Monday, January 25, 2016

Breathe.

Breathe.

It is going to feel impossible.
You’re not going to feel ready. In fact,
You’re going to feel like a complete and total fraud.
Everyone will confuse you for a student and
One of the administrators will nonverbally shame you for
Entering the teacher’s lounge during lunch – how dare you? You look sixteen.
You can’t possibly be a student teacher.
There will be stress.
Stress so overwhelming that your acne will flare up so badly
That your students will interrupt your lesson to tell you about it.
Great ideas will come to you but you won’t be able to explain them.
Your mentor teacher will look at you with kind, understanding eyes
But will still have no idea what you’re talking about.
When you plan your lesson you’ll be sure you thought of everything
And then you will forget all of it and the clearly printed English on your lesson plans
Will translate themselves into French – a language in which you are clearly not fluent.
Why aren’t you fluent in French?
Your students will act like you’re speaking in French.
You’ll hear crickets.
Everyone will tell you that it will all work out. They don’t know what you know.
They don’t understand. No one understands.
You haven’t done enough.
You didn’t volunteer. You never went for that co-op job. You have no experience.
You took too long in college. You took too long to decide to become a teacher.
You’re not going to get that job. It’s going to go to someone else.
Someone more qualified.

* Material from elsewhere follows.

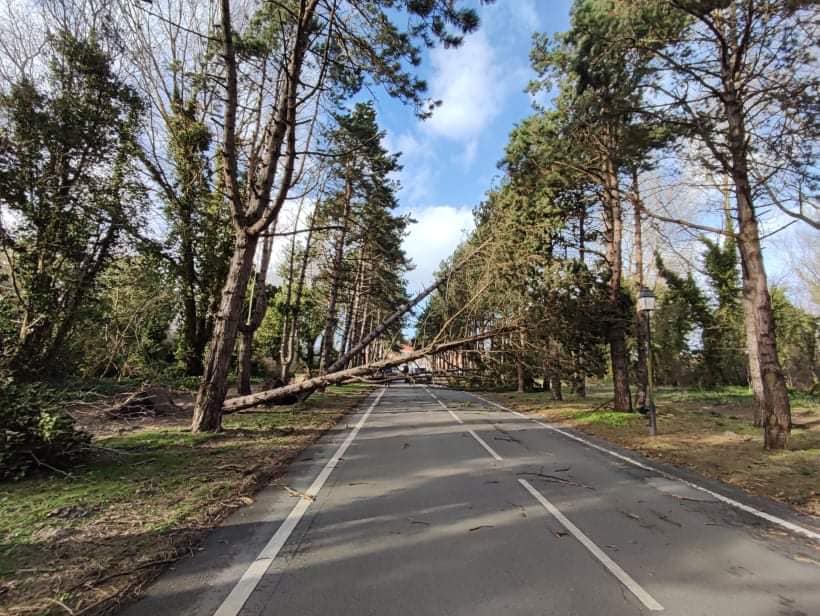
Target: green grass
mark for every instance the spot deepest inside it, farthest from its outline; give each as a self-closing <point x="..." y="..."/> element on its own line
<point x="607" y="418"/>
<point x="141" y="485"/>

Someone who won’t actually like that job – your dream job.
Someone who will leave after they’ve taken your spot.
But you won’t even make it that far
Because your KPTP score was abysmal. You weren’t thorough enough.
You provided too much detail. The schedule you mapped out overwhelmed you
And so you just sat in bed staring at your schedule until it was too late.
You won’t be able to work enough. You won’t be able to pay all of your bills.
You can’t make work your priority. School has to come first.
But you have to work and you have to work enough because
It’s hard to write lesson plans in the dark.
You are facing the impossible. You tell yourself it’s all going to be okay.
You tell yourself you are going to fail.
You can only do so much. It won’t be enough.
So you get into your car, lock your doors, and buckle your seatbelt.
You put your car in reverse, back out of the parking space and wipe away your tears
Before you put the car into drive. You pull out of the campus parking lot
And then it starts. That perfect song. The familiar first notes and the comforting lyrics
Fill your car, softly at first. You increase the volume so that it no longer fills your car
But it fills your ears. It fills your head.  It drowns out your thoughts – the noise and disapproval.
And when that song is followed by another familiar song, you’ll turn the volume up then too.